Previous studies have reported similar rates of meconium staining.1,2,4,15–17 The additional use of prelabour amniocentesis2 and amnioscopy15 by some investigators is unlikely to have increased the detection rate as meconium staining becomes apparent at whatever point the membranes rupture prior to birth.
There are currently no data available from adequately powered studies to ascertain whether UDCA treatment decreases the rates of preterm labour, meconium staining or CTG abnormalities. However, a large prospective study showed that maternal fasting serum bile acids of greater than 40 mol/L are associated with these complications.4 Given that most women with bile acid levels above 40 µmol/L respond to UDCA,4,18 it is feasible that the rates of fetal complications were lower in women who received this treatment. However, this study was not large enough to establish whether this is the case. A pilot study to address this issue, the PITCH study, is currently underway in the UK.19
In summary the data presented in this study are encouraging as they show that women with OC who have labour induced before 40 weeks gestation do not have increased rates of instrumental or operative delivery compared with women induced without OC. In addition they do not have higher rates of adverse outcomes related to delivery than controls.
DECLARATIONS
Competing interests: CW, FC, FP are all employees of Imperial College London or of the Imperial College Healthcare NHS Trust (ICHNT). JW was an employee of ICHNT when the manuscript was submitted. LC is an employee of Kings College London, AB is an employee of Queens Medical Centre, Nottingham and NL is an employee of Northwick Park NHS Trust.

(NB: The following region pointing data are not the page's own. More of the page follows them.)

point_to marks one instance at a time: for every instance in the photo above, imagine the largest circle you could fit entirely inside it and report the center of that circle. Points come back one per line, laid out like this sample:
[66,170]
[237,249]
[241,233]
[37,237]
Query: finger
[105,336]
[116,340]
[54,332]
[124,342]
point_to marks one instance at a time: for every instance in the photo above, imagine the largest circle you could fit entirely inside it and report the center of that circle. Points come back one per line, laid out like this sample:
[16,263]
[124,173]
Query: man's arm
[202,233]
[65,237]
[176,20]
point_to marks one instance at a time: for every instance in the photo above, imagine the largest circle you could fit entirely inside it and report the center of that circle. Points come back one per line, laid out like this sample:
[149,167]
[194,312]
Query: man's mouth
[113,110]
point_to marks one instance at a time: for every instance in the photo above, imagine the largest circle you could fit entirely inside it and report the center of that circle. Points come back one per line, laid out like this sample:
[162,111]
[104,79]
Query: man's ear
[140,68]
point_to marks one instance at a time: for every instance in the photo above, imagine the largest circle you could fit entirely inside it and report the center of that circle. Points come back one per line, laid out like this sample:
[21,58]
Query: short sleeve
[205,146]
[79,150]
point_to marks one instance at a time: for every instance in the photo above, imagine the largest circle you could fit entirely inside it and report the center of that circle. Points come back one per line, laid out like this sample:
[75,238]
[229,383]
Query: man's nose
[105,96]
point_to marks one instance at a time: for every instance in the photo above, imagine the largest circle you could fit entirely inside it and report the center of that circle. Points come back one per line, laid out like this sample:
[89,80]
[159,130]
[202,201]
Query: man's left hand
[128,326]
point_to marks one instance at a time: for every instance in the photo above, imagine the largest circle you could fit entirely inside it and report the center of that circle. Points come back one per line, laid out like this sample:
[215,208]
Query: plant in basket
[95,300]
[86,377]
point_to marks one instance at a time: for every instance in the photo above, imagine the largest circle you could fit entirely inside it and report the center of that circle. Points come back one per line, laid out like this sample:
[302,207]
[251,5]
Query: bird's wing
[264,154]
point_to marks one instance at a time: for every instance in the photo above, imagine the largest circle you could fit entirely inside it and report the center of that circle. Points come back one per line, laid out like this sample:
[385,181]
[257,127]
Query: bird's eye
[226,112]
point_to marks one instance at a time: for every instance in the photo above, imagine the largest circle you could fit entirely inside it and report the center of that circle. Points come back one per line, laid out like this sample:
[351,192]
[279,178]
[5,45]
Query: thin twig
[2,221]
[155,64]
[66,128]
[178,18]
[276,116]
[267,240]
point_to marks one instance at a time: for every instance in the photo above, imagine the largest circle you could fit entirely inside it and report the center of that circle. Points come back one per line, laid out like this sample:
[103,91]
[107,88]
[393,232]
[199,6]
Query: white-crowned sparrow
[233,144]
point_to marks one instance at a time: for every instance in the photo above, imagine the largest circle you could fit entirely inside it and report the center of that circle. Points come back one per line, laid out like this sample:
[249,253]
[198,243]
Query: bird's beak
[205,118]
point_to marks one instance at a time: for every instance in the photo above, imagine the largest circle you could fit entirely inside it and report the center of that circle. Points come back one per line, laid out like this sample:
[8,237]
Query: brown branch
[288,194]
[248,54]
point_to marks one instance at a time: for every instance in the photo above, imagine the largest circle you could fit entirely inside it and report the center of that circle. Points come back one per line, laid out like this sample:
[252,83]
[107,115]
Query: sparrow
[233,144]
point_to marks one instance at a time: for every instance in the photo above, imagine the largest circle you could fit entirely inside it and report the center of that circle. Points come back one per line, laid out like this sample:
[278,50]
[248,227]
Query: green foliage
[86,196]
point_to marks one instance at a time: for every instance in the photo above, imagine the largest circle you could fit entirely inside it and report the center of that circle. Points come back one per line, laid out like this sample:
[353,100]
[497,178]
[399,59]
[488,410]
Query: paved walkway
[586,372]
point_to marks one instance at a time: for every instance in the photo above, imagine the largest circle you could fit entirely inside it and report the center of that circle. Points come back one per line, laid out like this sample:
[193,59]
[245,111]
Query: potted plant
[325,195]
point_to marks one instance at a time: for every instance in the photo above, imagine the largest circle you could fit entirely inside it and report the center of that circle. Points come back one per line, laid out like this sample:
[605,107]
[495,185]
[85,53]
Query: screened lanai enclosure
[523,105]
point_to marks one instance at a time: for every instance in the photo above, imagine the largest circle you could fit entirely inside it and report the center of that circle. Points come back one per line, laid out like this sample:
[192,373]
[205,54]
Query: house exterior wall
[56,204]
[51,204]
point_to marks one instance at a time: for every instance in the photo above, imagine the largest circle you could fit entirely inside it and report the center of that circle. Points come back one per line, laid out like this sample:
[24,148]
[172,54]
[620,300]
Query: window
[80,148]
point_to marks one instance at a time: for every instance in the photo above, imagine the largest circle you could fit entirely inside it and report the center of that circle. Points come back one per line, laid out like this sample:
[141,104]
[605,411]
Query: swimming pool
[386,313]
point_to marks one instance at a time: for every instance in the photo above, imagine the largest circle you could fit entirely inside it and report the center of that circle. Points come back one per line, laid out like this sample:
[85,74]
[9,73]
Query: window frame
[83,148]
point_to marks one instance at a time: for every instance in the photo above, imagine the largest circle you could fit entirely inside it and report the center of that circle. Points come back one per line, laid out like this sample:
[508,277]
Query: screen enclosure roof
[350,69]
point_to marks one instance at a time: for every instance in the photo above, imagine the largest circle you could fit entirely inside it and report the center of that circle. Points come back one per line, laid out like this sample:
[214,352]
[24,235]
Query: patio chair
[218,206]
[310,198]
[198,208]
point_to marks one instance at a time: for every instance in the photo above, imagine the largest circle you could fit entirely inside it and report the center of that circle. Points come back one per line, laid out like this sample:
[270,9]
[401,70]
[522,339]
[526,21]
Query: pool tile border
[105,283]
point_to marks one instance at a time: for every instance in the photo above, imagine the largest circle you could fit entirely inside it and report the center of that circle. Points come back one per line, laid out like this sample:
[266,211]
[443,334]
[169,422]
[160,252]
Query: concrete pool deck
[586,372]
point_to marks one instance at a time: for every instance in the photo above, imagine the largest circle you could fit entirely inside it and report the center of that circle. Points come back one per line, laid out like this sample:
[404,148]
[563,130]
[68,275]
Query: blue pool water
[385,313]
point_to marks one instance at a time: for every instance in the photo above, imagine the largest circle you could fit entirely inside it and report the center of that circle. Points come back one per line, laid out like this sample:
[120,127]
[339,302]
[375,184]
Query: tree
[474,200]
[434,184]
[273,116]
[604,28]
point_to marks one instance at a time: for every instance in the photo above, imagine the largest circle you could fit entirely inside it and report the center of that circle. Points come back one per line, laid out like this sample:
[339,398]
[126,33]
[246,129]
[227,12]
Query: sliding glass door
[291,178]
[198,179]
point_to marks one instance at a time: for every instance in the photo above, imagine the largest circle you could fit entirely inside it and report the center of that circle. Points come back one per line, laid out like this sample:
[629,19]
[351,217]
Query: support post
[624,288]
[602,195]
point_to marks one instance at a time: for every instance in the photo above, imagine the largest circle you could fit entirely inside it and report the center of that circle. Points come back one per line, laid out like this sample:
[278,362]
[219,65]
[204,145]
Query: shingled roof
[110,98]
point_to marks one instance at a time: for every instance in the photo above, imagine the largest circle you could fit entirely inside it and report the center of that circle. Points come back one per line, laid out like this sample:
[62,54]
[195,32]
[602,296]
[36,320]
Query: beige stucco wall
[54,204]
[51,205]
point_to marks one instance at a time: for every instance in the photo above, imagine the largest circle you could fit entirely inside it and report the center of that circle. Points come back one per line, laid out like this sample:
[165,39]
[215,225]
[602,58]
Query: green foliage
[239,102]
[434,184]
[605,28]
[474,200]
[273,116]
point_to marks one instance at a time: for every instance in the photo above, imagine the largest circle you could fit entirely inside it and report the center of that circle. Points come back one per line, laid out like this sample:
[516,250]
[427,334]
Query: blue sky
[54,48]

Funding: This research was not funded by a grant.
Guarantor: CW.
Contributorship: CW and LC researched literature and conceived the study. JW, AB, FP, FC and NL were involved in protocol development, identifying data about cases and data analysis. JW wrote the first draft of the manuscript. All authors reviewed and edited the manuscript and approved the final version of the manuscript.
ACKNOWLEDGEMENTS
We would like to thank Jenny Chambers and Peter Dixon for their assistance and guidance in this research.